Александр вдруг ожил.
— Какой вопрос? — сказал он, — кого после этого любить мне? Я ее обожаю, я отдал бы за нее жизнь…
— Хорошо. Стало быть, тебе известно, что она живет, дышит только тобою, что всякая твоя радость и горе — радость и горе для нее. Она теперь время считает не месяцами, не неделями, а вестями о тебе и от тебя… Скажи-ка, давно ли ты писал к ней?
Александр встрепенулся.
— Недели… три, — пробормотал он.
— Нет: четыре месяца! Как прикажешь назвать такой поступок? Ну-ка, какой ты зверь? Может быть, оттого и не называешь, что у Крылова такого нет.
— А что? — вдруг с испугом спросил Александр.
— А то, что старуха больна с горя.
— Ужели? Боже! боже!
— Неправда! неправда! — сказала Лизавета Александровна и тотчас же побежала к бюро и достала оттуда письмо, которое подала Александру. — Она не больна, но очень тоскует.
— Ты балуешь его, Лиза, — сказал Петр Иваныч.
— А ты уж не в меру строг. У Александра были такие обстоятельства, которые отвлекали его на время…
— Для девчонки забыть мать — славные обстоятельства!
— Да полно, ради бога! — сказала она убедительно и указала на племянника.
Александр, прочитав письмо матери, закрыл им себе лицо.
— Не мешайте дядюшке, ma tante: пусть он гремит упреками; я заслужил хуже: я чудовище! — говорил он, делая отчаянные гримасы.
— Ну, успокойся, Александр! — сказал Петр Иваныч, — таких чудовищ много. Увлекся глупостью и на время забыл о матери — это естественно; любовь к матери — чувство покойное. У ней на свете одно — ты: от того ей естественно огорчаться. Казнить тебя тут еще не за что; скажу только словами любимого твоего автора:
и быть снисходительным к слабостям других. Это такое правило, без которого ни себе, ни другим житья не будет. Вот и все. Ну, я пойду уснуть.
— Дядюшка! вы сердитесь? — сказал Александр голосом глубокого раскаяния.
— С чего ты это взял? Из чего я стану себе портить кровь? и не думал сердиться. Я только хотел разыграть роль медведя в басне «Мартышка и зеркало»*. Что, ведь искусно разыграл?
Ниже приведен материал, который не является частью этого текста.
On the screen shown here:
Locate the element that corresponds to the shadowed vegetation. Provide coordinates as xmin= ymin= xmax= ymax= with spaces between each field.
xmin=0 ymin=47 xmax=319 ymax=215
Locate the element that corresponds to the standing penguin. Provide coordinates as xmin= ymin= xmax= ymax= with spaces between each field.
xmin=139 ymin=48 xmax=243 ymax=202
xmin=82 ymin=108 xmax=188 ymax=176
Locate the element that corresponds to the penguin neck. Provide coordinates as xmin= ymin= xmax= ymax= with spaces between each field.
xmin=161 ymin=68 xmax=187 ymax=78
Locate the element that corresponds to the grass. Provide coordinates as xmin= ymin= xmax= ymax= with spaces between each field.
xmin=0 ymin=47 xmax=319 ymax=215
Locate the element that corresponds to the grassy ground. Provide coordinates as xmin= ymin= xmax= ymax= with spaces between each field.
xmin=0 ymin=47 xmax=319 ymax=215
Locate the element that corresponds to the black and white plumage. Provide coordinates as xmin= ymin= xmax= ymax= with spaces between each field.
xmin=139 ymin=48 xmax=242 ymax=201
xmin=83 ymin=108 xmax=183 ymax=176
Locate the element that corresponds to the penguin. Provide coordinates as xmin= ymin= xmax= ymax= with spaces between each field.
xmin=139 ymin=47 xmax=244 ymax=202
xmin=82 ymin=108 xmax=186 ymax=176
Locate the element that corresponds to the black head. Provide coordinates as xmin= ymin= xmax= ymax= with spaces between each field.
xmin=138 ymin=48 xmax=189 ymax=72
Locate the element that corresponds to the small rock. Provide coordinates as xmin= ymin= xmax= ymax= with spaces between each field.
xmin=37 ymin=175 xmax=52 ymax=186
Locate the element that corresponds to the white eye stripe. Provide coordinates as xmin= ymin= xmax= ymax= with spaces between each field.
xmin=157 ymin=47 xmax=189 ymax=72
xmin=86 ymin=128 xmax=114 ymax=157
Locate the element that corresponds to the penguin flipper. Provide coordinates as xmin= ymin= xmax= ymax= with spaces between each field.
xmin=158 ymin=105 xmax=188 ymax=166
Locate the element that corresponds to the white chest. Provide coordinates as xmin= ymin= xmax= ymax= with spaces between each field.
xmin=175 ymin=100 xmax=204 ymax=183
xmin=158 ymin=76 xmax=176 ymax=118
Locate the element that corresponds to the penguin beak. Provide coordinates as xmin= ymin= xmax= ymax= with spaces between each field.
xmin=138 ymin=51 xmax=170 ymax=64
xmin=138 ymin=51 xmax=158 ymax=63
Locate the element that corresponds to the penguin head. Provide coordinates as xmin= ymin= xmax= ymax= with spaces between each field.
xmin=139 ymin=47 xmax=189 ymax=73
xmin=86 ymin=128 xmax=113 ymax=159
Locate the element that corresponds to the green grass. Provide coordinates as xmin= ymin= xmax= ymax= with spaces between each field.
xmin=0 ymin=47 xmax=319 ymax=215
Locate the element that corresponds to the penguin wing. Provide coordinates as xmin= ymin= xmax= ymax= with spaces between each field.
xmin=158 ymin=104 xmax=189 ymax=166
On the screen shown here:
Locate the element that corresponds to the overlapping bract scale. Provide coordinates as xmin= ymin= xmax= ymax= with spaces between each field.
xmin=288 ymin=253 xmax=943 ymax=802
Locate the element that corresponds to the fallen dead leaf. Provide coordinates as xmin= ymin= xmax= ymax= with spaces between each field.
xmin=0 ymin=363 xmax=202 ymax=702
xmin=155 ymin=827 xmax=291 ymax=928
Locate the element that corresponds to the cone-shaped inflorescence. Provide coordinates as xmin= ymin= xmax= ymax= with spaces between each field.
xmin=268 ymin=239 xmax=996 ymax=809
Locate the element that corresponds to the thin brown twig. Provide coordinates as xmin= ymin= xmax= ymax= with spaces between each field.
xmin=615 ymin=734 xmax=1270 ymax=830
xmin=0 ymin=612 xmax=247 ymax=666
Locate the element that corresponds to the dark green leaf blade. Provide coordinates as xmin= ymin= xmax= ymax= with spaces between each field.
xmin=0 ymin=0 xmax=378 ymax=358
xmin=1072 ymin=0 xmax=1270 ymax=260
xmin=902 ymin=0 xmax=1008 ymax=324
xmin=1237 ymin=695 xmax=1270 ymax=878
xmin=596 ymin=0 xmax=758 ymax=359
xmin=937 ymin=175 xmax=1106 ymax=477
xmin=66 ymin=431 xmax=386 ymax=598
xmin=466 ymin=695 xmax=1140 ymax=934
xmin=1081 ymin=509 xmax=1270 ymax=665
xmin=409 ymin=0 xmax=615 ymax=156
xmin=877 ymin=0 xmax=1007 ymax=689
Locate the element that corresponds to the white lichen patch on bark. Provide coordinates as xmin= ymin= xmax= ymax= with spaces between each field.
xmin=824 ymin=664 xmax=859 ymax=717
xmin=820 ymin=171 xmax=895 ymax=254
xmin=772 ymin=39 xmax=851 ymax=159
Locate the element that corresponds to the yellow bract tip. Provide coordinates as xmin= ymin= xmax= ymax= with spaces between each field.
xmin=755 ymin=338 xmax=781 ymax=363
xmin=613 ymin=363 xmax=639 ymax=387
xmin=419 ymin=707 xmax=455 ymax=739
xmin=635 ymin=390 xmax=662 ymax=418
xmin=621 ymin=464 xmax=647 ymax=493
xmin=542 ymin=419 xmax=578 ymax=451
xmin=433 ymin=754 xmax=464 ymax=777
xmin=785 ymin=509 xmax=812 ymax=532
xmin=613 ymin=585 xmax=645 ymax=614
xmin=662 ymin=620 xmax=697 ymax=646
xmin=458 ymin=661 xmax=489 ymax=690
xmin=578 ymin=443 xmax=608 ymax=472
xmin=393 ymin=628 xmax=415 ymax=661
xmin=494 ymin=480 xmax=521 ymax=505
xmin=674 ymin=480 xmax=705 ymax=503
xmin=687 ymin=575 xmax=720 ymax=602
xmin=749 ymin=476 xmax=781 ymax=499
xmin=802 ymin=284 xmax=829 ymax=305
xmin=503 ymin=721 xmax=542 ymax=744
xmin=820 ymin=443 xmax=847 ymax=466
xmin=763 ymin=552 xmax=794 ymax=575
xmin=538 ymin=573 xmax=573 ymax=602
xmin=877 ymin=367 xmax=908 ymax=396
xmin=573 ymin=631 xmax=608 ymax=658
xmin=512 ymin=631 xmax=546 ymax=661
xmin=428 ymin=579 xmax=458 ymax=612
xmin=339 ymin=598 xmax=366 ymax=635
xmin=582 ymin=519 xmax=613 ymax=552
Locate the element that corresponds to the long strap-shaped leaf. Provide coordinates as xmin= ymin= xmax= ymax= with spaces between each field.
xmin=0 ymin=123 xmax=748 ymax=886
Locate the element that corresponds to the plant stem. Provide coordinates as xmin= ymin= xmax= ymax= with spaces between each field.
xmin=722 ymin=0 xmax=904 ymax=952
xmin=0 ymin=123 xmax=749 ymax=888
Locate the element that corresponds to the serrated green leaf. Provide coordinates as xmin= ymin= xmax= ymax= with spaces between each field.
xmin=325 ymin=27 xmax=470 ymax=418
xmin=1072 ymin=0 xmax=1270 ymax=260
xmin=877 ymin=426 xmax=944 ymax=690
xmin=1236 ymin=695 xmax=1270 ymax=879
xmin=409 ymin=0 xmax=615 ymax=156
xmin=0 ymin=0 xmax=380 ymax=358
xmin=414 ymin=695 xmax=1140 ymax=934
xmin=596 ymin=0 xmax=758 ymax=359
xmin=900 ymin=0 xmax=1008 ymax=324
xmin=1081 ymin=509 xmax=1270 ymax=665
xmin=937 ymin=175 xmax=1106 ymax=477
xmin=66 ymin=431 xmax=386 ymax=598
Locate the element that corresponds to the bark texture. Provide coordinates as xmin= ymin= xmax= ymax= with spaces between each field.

Лиза, а?
[Мартышка и зеркало. — Имеется в виду басня И. А. Крылова «Зеркало и Обезьяна»]
Он мимоходом хотел ее поцеловать, но она увернулась.
— Кажется, я в точности исполнил твои приказания, — прибавил Петр Иваныч, — что же ты?.. да: забыл одно… в каком положении твое сердце, Александр? — спросил он.
Александр молчал.
— А денег не нужно? — спросил опять Петр Иваныч.
— Нет, дядюшка…
— Никогда не попросит! — сказал Петр Иваныч, затворяя за собою дверь.
— Что будет думать обо мне дядюшка? — спросил Александр, помолчав.
— То же, что и прежде, — отвечала Лизавета Александровна. — Вы думаете, что он говорил вам все это с сердцем, от души?
— А как же?
— И! нет. Поверьте, что он поважничать хотел. Видите, как он все это методически сделал? расположил доказательства против вас по порядку: прежде слабые, а потом посильнее; сначала выведал причину ваших дурных отзывов о людях… а потом уж… везде метода! Теперь и забыл, я думаю.
— Сколько ума! какое знание жизни, людей, уменье владеть собой!
— Да, много ума и слишком много уменья владеть собой, — задумчиво говорила Лизавета Александровна, — но…
— А вы, ma tante, вы перестанете уважать меня? Но поверьте, только такие потрясения, какие были со мной, могли отвлечь меня… Боже! бедная маменька!
Лизавета Александровна подала ему руку.
— Я, Александр, не перестану уважать в вас сердце, — сказала она. — Чувство увлекает вас и в ошибки, оттого я всегда извиню их.
— Ах, ma tante! вы идеал женщины!
— Просто женщина.
На Александра довольно сильно подействовал нагоняй дяди. Он тут же, сидя с теткой, погрузился в мучительные думы. Казалось, спокойствие, которое она с таким трудом, так искусно водворила в его сердце, вдруг оставило его. Напрасно ждала она какой-нибудь злой выходки, сама называлась на колкость и преусердно подводила под эпиграмму Петра Иваныча: Александр был глух и нем. На него как будто вылили ушат холодной воды.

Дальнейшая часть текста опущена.